HPHT, remote environments push demand for more monitoring options, higher-rated systems
By Joanne Liou, associate editor
To improve reservoir management and recovery, understanding how the reservoir is going to produce based on downhole data and using the right completion equipment is key. Gaining ground onshore and offshore, from remote locations to high-pressure environments, intelligent well systems (IWS) are keeping pace with industry challenges and providing capabilities to remotely control wells and monitor downhole conditions under an automated system.
Offshore: Remote completions
Since the Gulf of Mexico’s (GOM) first intelligent completion in 1998, increasing pressure and temperature demands – from 250°F to 350°F and from 10,000 to 12,500 to 15,000 psi – are driving a continued evolution in IWS technologies. “The dramatic changes have forced tool suppliers to utilize exotic materials, such as nickel alloys, for higher strength and pressure/temperature ratings, to reserve real estate to maintain large-bore production profiles,” Dewayne Turner, manager of completion tools development at Superior Energy Services (SES), said.
“By using the exotic materials that have a higher yield, large bores can be maintained or maximized,” Bernard Franklin, director of technology at SES, said. “This offers more area for flow of produced or injected fluids.”

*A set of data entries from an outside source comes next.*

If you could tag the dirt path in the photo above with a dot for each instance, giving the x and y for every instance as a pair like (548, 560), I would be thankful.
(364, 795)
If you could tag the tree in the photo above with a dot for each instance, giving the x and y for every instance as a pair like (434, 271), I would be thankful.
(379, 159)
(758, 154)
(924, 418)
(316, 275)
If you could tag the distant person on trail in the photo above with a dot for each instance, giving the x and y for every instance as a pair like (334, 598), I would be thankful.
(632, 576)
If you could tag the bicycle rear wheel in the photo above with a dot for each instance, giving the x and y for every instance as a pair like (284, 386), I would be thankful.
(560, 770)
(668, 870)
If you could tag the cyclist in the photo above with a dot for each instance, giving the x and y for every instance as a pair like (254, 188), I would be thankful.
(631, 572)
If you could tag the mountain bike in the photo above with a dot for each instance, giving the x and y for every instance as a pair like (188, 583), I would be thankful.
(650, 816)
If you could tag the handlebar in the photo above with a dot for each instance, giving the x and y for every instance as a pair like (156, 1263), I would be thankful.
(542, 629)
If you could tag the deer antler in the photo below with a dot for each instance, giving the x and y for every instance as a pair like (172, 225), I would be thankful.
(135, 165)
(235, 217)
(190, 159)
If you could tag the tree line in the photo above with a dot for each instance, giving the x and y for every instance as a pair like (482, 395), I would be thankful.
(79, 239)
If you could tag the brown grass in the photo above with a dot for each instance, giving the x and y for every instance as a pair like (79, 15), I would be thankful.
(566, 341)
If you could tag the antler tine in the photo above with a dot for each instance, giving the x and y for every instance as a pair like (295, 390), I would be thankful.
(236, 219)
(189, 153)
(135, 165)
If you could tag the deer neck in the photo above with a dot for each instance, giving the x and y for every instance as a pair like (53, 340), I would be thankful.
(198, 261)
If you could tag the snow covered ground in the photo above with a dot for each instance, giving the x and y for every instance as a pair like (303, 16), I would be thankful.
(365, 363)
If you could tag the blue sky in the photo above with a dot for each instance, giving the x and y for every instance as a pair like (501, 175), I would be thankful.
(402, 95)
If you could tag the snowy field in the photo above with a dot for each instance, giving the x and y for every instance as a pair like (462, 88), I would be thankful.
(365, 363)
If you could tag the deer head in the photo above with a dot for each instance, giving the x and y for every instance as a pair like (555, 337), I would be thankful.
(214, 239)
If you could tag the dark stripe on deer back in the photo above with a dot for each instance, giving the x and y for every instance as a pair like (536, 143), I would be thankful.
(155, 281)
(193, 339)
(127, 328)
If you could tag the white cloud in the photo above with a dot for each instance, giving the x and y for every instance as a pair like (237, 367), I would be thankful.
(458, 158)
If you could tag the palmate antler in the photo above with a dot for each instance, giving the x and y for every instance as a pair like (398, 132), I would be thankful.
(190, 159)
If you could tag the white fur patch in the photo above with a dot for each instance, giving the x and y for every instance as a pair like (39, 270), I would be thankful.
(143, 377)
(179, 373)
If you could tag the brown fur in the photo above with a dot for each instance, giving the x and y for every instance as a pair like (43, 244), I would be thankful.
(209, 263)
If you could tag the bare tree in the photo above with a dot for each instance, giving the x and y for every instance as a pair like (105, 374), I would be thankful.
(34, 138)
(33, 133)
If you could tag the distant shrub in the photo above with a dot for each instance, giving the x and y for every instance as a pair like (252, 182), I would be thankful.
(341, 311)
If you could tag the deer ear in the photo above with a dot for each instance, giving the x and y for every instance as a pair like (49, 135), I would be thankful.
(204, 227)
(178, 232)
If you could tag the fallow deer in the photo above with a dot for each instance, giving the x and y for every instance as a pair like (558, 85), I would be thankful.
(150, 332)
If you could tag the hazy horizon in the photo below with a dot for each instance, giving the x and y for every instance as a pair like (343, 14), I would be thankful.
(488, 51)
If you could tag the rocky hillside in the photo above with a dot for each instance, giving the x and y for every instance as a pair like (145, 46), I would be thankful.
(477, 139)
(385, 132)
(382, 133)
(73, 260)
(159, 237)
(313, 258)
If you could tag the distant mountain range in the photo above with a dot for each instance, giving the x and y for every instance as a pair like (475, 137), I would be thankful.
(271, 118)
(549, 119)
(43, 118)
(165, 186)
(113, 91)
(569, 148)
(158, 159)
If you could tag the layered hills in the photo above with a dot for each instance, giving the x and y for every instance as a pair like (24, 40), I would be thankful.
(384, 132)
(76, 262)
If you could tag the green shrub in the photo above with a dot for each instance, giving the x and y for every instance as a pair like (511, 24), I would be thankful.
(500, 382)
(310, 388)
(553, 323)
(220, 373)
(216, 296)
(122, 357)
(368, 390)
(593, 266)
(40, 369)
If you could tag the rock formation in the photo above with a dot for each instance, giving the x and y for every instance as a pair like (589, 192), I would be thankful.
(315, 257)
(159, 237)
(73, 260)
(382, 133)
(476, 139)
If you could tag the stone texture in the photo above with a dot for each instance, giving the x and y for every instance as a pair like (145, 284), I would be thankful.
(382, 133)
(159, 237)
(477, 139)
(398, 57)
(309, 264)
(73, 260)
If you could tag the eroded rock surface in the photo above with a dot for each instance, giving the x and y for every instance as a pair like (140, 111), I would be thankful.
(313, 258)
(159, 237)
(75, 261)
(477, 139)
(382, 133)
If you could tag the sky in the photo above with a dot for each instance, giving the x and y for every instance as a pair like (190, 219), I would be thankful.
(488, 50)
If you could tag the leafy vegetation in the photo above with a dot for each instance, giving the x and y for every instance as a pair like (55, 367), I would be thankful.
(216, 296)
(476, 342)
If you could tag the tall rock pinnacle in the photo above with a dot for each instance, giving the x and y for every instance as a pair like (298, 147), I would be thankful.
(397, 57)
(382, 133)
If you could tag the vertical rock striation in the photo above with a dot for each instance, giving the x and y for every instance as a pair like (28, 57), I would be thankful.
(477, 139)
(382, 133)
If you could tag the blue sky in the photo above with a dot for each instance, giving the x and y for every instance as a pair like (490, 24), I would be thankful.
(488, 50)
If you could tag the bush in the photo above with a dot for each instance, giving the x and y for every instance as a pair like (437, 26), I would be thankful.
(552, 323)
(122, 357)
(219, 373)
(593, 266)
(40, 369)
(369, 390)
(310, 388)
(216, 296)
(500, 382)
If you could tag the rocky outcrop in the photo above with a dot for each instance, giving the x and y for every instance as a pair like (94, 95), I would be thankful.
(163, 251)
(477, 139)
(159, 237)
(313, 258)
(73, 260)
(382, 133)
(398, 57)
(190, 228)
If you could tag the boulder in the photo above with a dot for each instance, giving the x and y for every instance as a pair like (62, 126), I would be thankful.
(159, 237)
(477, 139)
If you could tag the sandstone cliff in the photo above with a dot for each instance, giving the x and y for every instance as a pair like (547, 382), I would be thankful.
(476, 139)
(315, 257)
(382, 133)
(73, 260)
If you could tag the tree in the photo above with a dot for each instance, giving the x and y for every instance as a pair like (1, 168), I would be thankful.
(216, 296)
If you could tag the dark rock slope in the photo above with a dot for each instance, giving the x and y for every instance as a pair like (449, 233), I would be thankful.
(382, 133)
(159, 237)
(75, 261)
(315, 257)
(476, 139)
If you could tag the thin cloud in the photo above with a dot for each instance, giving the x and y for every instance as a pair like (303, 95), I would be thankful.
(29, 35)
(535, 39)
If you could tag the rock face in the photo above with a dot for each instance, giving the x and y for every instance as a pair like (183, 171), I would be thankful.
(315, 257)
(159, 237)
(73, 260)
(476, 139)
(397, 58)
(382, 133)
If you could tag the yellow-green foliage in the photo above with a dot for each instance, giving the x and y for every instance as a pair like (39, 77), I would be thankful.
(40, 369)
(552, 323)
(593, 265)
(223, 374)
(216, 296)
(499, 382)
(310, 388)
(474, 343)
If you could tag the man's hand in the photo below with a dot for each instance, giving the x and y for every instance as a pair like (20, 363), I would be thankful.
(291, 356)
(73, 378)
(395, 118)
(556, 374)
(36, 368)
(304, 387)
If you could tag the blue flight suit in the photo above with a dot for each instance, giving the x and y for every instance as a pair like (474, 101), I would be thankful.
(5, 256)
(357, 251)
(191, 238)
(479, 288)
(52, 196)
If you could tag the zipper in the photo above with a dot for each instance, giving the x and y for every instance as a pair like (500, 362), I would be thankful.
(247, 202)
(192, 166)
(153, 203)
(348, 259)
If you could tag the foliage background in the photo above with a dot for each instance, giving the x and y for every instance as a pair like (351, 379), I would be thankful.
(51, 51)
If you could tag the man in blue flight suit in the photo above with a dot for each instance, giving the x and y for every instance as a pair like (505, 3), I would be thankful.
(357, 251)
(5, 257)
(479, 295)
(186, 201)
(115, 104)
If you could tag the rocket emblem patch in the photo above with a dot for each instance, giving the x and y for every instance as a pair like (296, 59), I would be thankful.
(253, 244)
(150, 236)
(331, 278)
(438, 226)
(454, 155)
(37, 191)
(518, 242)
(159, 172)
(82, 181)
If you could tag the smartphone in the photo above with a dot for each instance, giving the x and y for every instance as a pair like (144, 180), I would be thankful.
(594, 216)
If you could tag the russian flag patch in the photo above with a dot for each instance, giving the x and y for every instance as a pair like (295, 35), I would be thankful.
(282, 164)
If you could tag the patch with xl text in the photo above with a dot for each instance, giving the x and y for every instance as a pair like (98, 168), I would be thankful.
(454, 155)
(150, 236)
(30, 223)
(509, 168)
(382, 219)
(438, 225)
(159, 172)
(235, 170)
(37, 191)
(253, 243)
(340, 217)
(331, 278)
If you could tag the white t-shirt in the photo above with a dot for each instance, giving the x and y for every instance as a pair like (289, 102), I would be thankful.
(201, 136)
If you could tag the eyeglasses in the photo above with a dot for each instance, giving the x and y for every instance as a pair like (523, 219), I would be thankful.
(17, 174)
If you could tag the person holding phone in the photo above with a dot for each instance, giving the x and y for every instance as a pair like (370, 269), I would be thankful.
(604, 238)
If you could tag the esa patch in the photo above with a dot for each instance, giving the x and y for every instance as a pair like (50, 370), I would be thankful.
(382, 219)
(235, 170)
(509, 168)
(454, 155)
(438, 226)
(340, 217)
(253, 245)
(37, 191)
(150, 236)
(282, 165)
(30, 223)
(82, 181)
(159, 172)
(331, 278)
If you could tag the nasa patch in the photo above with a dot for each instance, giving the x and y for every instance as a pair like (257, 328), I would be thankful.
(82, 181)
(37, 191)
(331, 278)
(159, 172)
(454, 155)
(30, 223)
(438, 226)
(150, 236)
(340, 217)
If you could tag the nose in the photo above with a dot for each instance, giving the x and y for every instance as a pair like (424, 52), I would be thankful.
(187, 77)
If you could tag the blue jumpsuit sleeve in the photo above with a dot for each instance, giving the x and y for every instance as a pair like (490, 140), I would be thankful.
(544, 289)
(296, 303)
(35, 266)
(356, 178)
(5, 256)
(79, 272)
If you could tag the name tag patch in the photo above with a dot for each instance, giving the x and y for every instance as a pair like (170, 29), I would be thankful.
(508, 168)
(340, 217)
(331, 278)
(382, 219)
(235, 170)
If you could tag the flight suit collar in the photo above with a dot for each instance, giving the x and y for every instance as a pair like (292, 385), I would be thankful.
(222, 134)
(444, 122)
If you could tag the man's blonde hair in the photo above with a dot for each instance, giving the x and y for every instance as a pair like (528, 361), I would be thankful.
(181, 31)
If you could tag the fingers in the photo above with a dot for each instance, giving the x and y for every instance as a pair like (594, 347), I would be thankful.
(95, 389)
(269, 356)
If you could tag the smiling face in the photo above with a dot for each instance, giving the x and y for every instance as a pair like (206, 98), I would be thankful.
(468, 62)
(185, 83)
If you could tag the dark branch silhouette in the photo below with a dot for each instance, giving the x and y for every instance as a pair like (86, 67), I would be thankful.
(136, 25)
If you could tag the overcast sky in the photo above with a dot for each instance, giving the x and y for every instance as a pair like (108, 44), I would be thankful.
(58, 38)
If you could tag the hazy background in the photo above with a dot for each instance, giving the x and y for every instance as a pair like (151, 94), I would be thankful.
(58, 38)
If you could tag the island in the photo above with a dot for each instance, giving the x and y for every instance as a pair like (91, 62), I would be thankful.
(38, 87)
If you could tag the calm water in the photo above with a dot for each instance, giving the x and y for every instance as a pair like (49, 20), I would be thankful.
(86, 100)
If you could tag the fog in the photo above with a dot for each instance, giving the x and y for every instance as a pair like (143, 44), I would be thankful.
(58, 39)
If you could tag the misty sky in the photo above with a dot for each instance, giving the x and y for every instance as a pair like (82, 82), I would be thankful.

An intelligent completion provides a means of selecting and controlling multiple producing intervals from a remote location. Remote operations vary from surface control units to software-operated POD systems. SES has developed a new HPHT Hydraulic Actuated Well Completion (HAWC) system targeting deepwater and ultra-deepwater selective applications, including the GOM Lower Tertiary formations. The system is suited for environments where temperatures exceed 300°F with formation pressures up to 15,000 psi. The company’s existing 12,500-psi HAWC system rated to 250°F provided the framework to develop the higher-rated system. “Equipment suppliers are challenged to exceed expectations by developing equipment that reduces risks to extend the well’s production life,” Mr Turner said.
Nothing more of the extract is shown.